Trump desencadena una guerra comercial con China al imponer aranceles por 60.000 millones

Demandará al gigante asiático ante la OMC por supuestas violaciones de leyes comerciales

Busca contrarrestar "prácticas injustas" en materia de propiedad intelectual

Aranceles EE UU China pulsa en la foto

El presidente de EE UU, Donald Trump, amenazó hace quince días con imponer un arancel global del 25% a las importaciones de acero y del 10% a las de aluminio para tratar de frenar las prácticas abusivas de países como China o México, que estaban provocando una deslocalización de empleo y actividad en EE UU.

La intensa actividad diplomática desencadenada por ese anuncio ha tenido su recompensa en el caso de los socios americanos y europeos. Trump anunció esta tarde que la Unión Europea, Brasil, Argentina, México, Canadá y Australia, se libran de momento de la aplicación de esos recargos. Horas antes del anuncio, el presidente de la Comisión Europea, Jean-Claude Juncker, se había mostrado optimista con respecto a la posibilidad de que las empresas europeas se vieran exoneradas. Pero esa es solo una victoria parcial. Fuentes gubernamentales ya deslizaron en la tarde del jueves que es una medida temporal y que estará sujeta a negociaciones. En el caso de Canadá y México estará ligada a la mejora del tratado de libre comercio entre las tres naciones.

Trump, sin embargo, los aplicará de forma inmediata a China y Japón. Y en el caso del gigante asiático irá mucho más allá al imponerle aranceles por un importe de 60.000 millones de dólares para un gran número de bienes, al margen del acero y el aluminio. El argumentario oficial responsabiliza directamente a China de ser el causante de que EE UU tenga el mayor déficit comercial del mundo, por encima del medio billón de dólares. De ellos, 375.000 millones son el resultado de las masivas compras de tecnología y productos de consumo a China (ver gráfico). Sin embargo hay otros tres países (México, Japón y Alemania), cuyas ingentes exportaciones a  EE UU también son los culpables del abultado desfase comercial. México y Alemania quedan eximidos por ahora de los aranceles, mientras que Japón, que tiene un saldo excedentario con EE UU de 68.800 millones de dólares (el tercero más alto por detrás de México), sí se verá afectado.

Trump denunciara á China ante la Organización Mundial de Comercio por “prácticas abusivas” en materia de propiedad intelectual y reclamará a Pekín que “reduzca en unos 100.000 millones de dólares” el superávit comercial que tiene en la actualidad con EE UU.

El Ejecutivo estadounidense recurrió al artículo 301 de la Ley de Comercio Exterior, en vigor desde 1974, para iniciar una investigación sobre el supuesto robo de propiedad intelectual estadounidense y la transferencia forzada de tecnología por parte de China. Los primeros cálculos estimaban un daño cercano al billón de dólares, lo que habría servido como base para el inicio de las hostilidades. Michael Kagan, gestor de Clearbridge, filial de Legg Mason, precisa que esa norma deja margen a las autoridades estadounidenses más allá de los aranceles. “Podría bloquear cualquier inversión china en su territorio, restringir la capacidad de las empresas chinas para hacer negocios en EE UU, colaborar con otros socios comerciales para aislar al país asiático y limitar el acceso a suelo estadounidense de los ciudadanos chinos mediante la concesión limitada de visados”, remarca.

De hecho, la oficina del representante estadounidense de Comercio Exterior, Robert Lighthizer, tendrá ahora 15 días para publicar una lista de productos afectados por los aranceles que, según fuentes de la Casa Blanca, podrían afectar a unos 1.300 tipos de bienes, desde zapatos hasta tecnología punta.

Una vez publicada esa lista, habrá un período de comentarios públicos de 30 días antes de que los aranceles entren en vigor, según la Casa Blanca.

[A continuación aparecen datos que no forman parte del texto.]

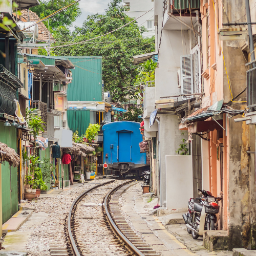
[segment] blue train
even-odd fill
[[[139,146],[142,141],[140,127],[140,123],[130,121],[113,122],[102,126],[104,163],[115,175],[139,175],[147,169],[146,153],[141,153]]]

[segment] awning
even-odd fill
[[[18,93],[18,96],[23,99],[24,99],[25,100],[30,100],[29,98],[28,98],[25,95],[24,95],[22,93]]]
[[[156,55],[158,53],[157,52],[149,52],[140,55],[136,55],[133,56],[134,64],[139,64],[143,63],[147,59],[151,59],[154,55]]]
[[[112,108],[112,109],[116,111],[118,111],[119,112],[126,112],[127,111],[127,110],[120,108]]]

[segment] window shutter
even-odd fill
[[[198,51],[195,52],[195,93],[200,93],[200,80],[199,80],[199,62],[198,59]]]
[[[181,56],[180,58],[181,94],[194,93],[192,55]],[[193,96],[183,96],[182,99],[184,100],[193,97]]]

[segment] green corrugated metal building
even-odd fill
[[[72,83],[69,84],[69,101],[101,101],[102,66],[101,56],[65,56],[75,67],[72,70]],[[69,128],[84,134],[90,124],[90,111],[68,109]]]

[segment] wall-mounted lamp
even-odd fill
[[[5,123],[4,123],[4,126],[10,126],[11,124],[10,124],[10,123],[8,122],[8,120],[6,119],[6,121],[5,122]]]

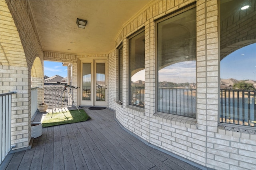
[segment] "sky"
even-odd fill
[[[62,66],[62,63],[44,61],[44,75],[49,77],[58,75],[63,78],[68,76],[68,67]]]
[[[163,68],[158,73],[159,81],[195,82],[193,76],[195,64],[194,61],[187,61]],[[57,74],[66,77],[67,67],[62,66],[62,63],[45,61],[44,75],[51,77]],[[141,70],[132,76],[132,81],[145,80],[144,75],[145,70]],[[220,78],[256,80],[256,43],[238,49],[220,61]]]
[[[233,52],[220,61],[220,78],[256,81],[256,43]]]

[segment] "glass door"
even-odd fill
[[[106,60],[81,64],[81,105],[106,106]]]
[[[95,87],[95,105],[106,106],[106,63],[96,62]]]
[[[81,104],[92,105],[92,64],[82,64],[82,95]]]

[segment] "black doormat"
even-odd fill
[[[106,107],[89,107],[89,109],[90,110],[102,110],[102,109],[106,109]]]

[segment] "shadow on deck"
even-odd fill
[[[43,128],[32,148],[9,154],[1,170],[200,169],[131,135],[115,120],[114,111],[83,108],[90,120]],[[41,121],[43,114],[33,121]]]

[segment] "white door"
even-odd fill
[[[81,105],[106,106],[106,60],[82,63]]]

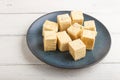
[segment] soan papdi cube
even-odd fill
[[[66,31],[61,31],[57,33],[57,38],[58,38],[58,48],[60,51],[67,51],[68,50],[68,43],[71,40],[69,35],[66,33]]]
[[[72,18],[72,23],[79,23],[83,24],[84,21],[84,16],[81,11],[71,11],[71,18]]]
[[[55,51],[57,44],[57,36],[55,31],[44,32],[44,51]]]
[[[56,22],[46,20],[43,24],[43,32],[42,32],[43,36],[44,36],[44,31],[58,32],[58,24]]]
[[[69,42],[69,52],[75,61],[79,60],[85,57],[86,46],[80,39],[73,40]]]
[[[81,40],[84,42],[88,50],[92,50],[94,48],[95,36],[95,31],[83,30]]]
[[[70,37],[74,40],[81,37],[82,29],[83,26],[81,26],[78,23],[74,23],[67,29],[67,32],[70,35]]]
[[[60,26],[60,31],[67,30],[71,25],[71,18],[68,14],[61,14],[57,16],[57,22]]]
[[[84,29],[96,31],[95,21],[94,20],[84,21]]]

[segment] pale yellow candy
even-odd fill
[[[58,32],[58,24],[56,22],[46,20],[43,24],[42,35],[44,36],[44,31],[55,31]]]
[[[71,25],[71,18],[68,14],[61,14],[57,16],[57,22],[60,26],[60,31],[67,30]]]
[[[57,33],[57,38],[58,38],[58,48],[60,51],[68,51],[68,43],[71,40],[69,35],[66,33],[66,31],[58,32]]]
[[[67,32],[69,36],[74,40],[81,37],[82,30],[83,26],[78,23],[74,23],[67,29]]]
[[[83,24],[84,21],[84,16],[81,11],[71,11],[71,18],[72,18],[72,23],[79,23]]]
[[[44,51],[55,51],[57,44],[57,36],[55,31],[44,32]]]

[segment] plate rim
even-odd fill
[[[109,49],[108,49],[107,53],[106,53],[103,57],[99,58],[99,59],[98,59],[97,61],[95,61],[94,63],[91,63],[91,64],[89,64],[89,65],[85,65],[85,66],[82,66],[82,67],[61,67],[61,66],[56,66],[56,65],[50,64],[50,63],[48,63],[47,61],[41,59],[40,57],[38,57],[38,56],[36,55],[36,51],[34,51],[34,50],[30,47],[29,40],[28,40],[28,34],[29,34],[29,31],[30,31],[32,25],[33,25],[36,21],[38,21],[40,18],[42,18],[42,17],[44,17],[44,16],[46,16],[46,15],[53,14],[53,13],[59,13],[59,12],[71,12],[71,11],[70,11],[70,10],[60,10],[60,11],[53,11],[53,12],[46,13],[46,14],[38,17],[37,19],[35,19],[35,20],[32,22],[32,24],[29,26],[29,28],[27,29],[27,34],[26,34],[26,42],[27,42],[27,46],[28,46],[29,50],[31,51],[31,53],[32,53],[35,57],[37,57],[40,61],[42,61],[42,62],[44,62],[44,63],[46,63],[46,64],[48,64],[48,65],[50,65],[50,66],[53,66],[53,67],[56,67],[56,68],[62,68],[62,69],[83,69],[83,68],[91,67],[91,66],[99,63],[101,60],[103,60],[103,59],[105,58],[105,56],[109,53],[110,49],[111,49],[112,38],[111,38],[110,32],[108,31],[108,29],[106,28],[106,26],[105,26],[103,23],[101,23],[101,21],[99,21],[99,20],[96,19],[95,17],[93,17],[93,16],[91,16],[91,15],[88,15],[88,14],[86,14],[86,13],[83,13],[83,14],[84,14],[84,15],[87,15],[87,16],[90,16],[90,17],[92,17],[93,19],[97,20],[100,24],[102,24],[102,25],[104,26],[104,28],[106,29],[106,31],[107,31],[108,34],[109,34],[109,37],[110,37],[110,46],[109,46]]]

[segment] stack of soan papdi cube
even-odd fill
[[[69,50],[75,61],[86,56],[86,49],[94,49],[97,36],[95,21],[84,21],[81,11],[71,11],[70,15],[60,14],[57,23],[46,20],[42,32],[44,51],[55,51],[58,46],[61,52]]]

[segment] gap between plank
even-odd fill
[[[120,62],[98,62],[97,64],[120,64]],[[29,65],[48,65],[46,63],[42,64],[0,64],[0,66],[29,66]]]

Por otra parte, Trump dará 60 días al Departamento del Tesoro para decidir cómo restringir la inversión china en EE UU debido a sus prácticas de “distorsión del mercado”.

¿Qué impacto puede tener esta guerra comercial con China en las empresas de EE UU? Kagan resalta que la imposición de aranceles a las exportaciones chinas a suelo estadounidense perjudicaría a más empresas cotizadas de las que beneficiaría. “El sector aeronáutico, el automovilístico, el de los cultivos agrícolas, el de los semiconductores y el de productos químicos serían los más afectados por esa guerra”. En el otro lado, acero, aluminio, telecomunicaciones, mobiliario y el textil serían algunas de las industrias cuya actividad y empleo se verían impulsadas por una reducción de las importaciones chinas.